The then-unknown Woulfe then self-engineered a mini bidding war for her porn debut, eventually using the leverage to hit up Mark Spiegler. Spiegler emailed back right away, and Woulfe met him in August 2020. She started shooting professionally in September, and they’ve worked together ever since.

Although she loves gonzo scenes and kink shoots, over the last two years Woulfe has become notable for having taken full advantage of acting opportunities offered to her by some of the most celebrated directors. Feature work, she confesses, is where her heart is.

“Features is where I want to pour all of my time into now — but truly I love gonzo. I love just getting to like, fuck. And there's no constraints to it. I feel like I joined the porn industry to have good sex. Because we have so much freedom in our gonzo scenes, they get really intense and raw.”

Despite the industry’s tendency to cast her in “naive teen” scenarios, sexual intensity is yet another layer in the Maya Woulfe persona, and one very close to the core.

“The beautiful thing about being able to make up your own character is that it can be a blend of reality and persona,” she says. “You get to pick and choose whoever you want to be. I’ve been into kink and fetish stuff for a long time, well before I got into the porn industry. Even if they want me to play innocent, sometime I just want to say, ‘Slap my fucking face, choke me.’ That is part of my character, but it's also part of my own real personality.”

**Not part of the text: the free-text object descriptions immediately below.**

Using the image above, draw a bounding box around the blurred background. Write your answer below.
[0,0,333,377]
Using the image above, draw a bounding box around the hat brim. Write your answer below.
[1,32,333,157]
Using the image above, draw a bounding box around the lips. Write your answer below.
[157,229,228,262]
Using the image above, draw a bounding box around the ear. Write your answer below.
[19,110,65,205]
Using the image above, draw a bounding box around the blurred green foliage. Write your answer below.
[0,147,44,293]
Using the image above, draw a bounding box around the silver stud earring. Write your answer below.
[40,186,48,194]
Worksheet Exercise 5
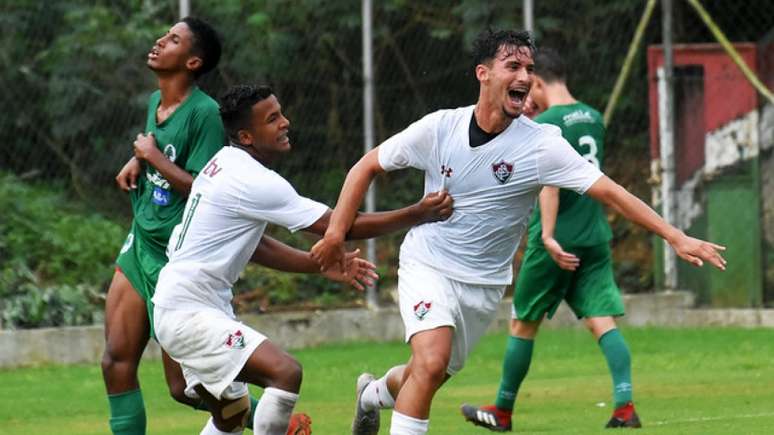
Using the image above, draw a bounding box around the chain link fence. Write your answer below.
[1,0,772,325]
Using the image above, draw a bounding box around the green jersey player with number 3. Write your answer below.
[461,48,641,431]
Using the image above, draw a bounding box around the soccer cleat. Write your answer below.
[605,402,642,429]
[287,412,312,435]
[460,404,512,432]
[351,373,380,435]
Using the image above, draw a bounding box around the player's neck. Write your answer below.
[231,141,274,166]
[545,84,576,107]
[473,102,512,134]
[157,73,195,109]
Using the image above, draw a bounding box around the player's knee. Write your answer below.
[512,319,539,339]
[101,347,134,377]
[281,358,303,391]
[413,354,449,387]
[269,356,303,392]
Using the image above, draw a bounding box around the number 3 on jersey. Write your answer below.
[578,135,600,169]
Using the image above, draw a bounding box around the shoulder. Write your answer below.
[519,115,562,138]
[191,89,221,117]
[148,90,161,105]
[422,106,472,127]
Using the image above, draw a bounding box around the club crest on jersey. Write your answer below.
[413,300,432,320]
[492,160,514,184]
[225,330,246,349]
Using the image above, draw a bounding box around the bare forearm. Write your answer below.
[539,187,559,241]
[589,177,682,244]
[250,235,318,273]
[326,152,381,241]
[146,154,194,196]
[347,207,421,239]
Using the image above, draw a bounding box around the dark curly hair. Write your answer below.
[534,47,566,83]
[182,16,221,79]
[472,29,536,67]
[219,85,274,142]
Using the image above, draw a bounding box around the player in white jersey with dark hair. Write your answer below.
[152,84,453,435]
[311,29,726,435]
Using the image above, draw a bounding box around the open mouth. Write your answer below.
[508,89,527,104]
[148,47,160,59]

There are things the Maya character says in social media that she herself wouldn't ever really say.

“I would say I turn the dial up on the innocent and unassuming side of myself, and because of that, people would never fucking guess that I’ve done a lot of crazy shit,” she adds.

Beyond the real person and the Maya Woulfe persona, there are the acting parts that directors are now specifically writing for her. Woulfe is starring in two of this year’s most high-profile studio releases, Ricky Greenwood’s “Grinders” for Adult Time, and Casey Calvert’s “Going Up” for Lust Cinema.

“I love to act, and I found out through the porn industry that I'm actually pretty good at it,” Woulfe marvels. “I love getting to do more than just a one-day scene, just being able to get to know a character and pick on their mentality a little bit and do method acting, which I didn't even know what that was when I started doing it!”

Woulfe says larger-scale projects enable her to get inside a character in a big way, which she enjoys.

“Casey shot ‘Going Up’ in over 14 days. ‘Grinders’ took seven or eight days. It's fun to be able to stretch that muscle. I get excited about it. I feel grateful to have been able to do as many features as I have already, not only doing the features, but I've been given five big roles in two years. That's something that some people don't ever get to do in their entire career. I feel very fortunate.”

Acting is but one facet of what Woulfe calls her art.

“I have a lot of different mediums I work in,” she explains. “I write poetry and I make visual art. I am currently illustrating the first anthology of my poetry, ‘Looking Glass.’ And I like to dance. I’m starting to get into photography now. And I bought a sewing machine and started learning how to fabricate clothes.

“I'm able to do all these things,” she acknowledges, “because of sex work. Sex work has such an appeal too because I'm able to make a significant amount of money, and it gives me the time to work on my artistic endeavors and whatever else piques my interest. I think that's why it works for me.”